Tribunale di Venezia, ordinanza dell’11 settembre 2018

Il diritto alla protezione umanitaria che il nuovo ministro dell’interno vorrebbe stralciare dal nostro ordinamento, è in realtà un elemento studiato per coprire tutte quelle situazioni, che non rientrano nelle misure strettamente legate allo status di rifugiato o alla protezione sussidiaria.
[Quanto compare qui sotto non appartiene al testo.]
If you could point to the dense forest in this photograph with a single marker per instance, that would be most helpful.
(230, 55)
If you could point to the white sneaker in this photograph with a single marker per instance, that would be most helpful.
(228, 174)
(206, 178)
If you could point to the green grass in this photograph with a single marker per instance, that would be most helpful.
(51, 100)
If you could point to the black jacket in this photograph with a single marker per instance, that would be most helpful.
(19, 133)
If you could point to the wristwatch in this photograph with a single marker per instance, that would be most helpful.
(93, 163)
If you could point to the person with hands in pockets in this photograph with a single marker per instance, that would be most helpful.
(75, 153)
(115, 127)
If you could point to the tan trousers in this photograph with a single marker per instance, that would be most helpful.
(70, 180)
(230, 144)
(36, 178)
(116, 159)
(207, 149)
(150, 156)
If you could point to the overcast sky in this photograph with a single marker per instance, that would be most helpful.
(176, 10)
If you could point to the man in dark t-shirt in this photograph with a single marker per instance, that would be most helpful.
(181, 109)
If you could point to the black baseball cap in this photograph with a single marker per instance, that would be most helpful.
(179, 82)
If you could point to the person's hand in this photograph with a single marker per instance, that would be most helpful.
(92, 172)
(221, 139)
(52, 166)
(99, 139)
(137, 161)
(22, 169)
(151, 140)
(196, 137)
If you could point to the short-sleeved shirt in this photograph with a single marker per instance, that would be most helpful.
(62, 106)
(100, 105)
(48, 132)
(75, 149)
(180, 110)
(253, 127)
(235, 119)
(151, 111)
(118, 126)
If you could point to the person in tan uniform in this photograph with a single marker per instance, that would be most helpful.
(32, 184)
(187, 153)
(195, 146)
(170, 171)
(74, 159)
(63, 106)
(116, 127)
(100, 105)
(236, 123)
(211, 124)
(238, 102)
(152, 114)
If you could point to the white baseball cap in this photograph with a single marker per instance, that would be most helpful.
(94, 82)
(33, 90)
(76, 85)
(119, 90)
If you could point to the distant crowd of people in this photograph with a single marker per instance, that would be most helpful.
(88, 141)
Infatti gli elementi di vulnerabilità possono essere molteplici e vanno analizzati seriamente. (ndr)

Pakistan – Il parametro dell’inserimento sociale dello straniero alla luce della sentenza della Corte di Cassazione numero 4455 del 2018.
Il principio di diritto espresso dalla Corte di Cassazione nella sentenza sopra citata impone al giudice di operare un esame “specifico e attuale della situazione soggettiva e oggettiva del richiedente, con riferimento al paese di origine”, in comparazione con la sua integrazione e la condizioni di vita privata in Italia, al fine di verificare se il rimpatrio possa determinare la privazione dell’esercizio di un nucleo di diritti umani, costitutivo dello statuto di dignità personale.
Il giudice si esprime, dunque, nei seguenti termini.
Da questo punto di vista, se la situazione del ricorrente nel Paese di origine era complessivamente negativa e precaria fino al momento dell’episodio del 2015 (non lavorava e viveva con una famiglia composta da padre macellaio e madre casalinga), l’eventuale rientro in patria lo esporrebbe ad una situazione di personale vulnerabilità avendo perso tutti i riferimenti familiari da tempo; per contro, il richiedente ha documentato il suo inserimento lavorativo in Italia, mediante la produzione di buste paga dalle quali si evince il suo impiego a partire dal gennaio 2017, come addetto alle pulizie (guadagnando circa € 300,00 mensili) nella provincia di Verona, dove il richiedente risiede presso un amico.
Valutando in via comparata le condizioni raggiunte nel paese ospitante e quelle del paese di origine, gli elementi addotti dal ricorrente sono sufficienti per la concessione di tale misura di protezione (sul punto Cass., I Sez. Civ., 23 febbraio 2018, n. 4455). Sussistono, dunque, i presupposti per accogliere la domanda subordinata di protezione umanitaria”.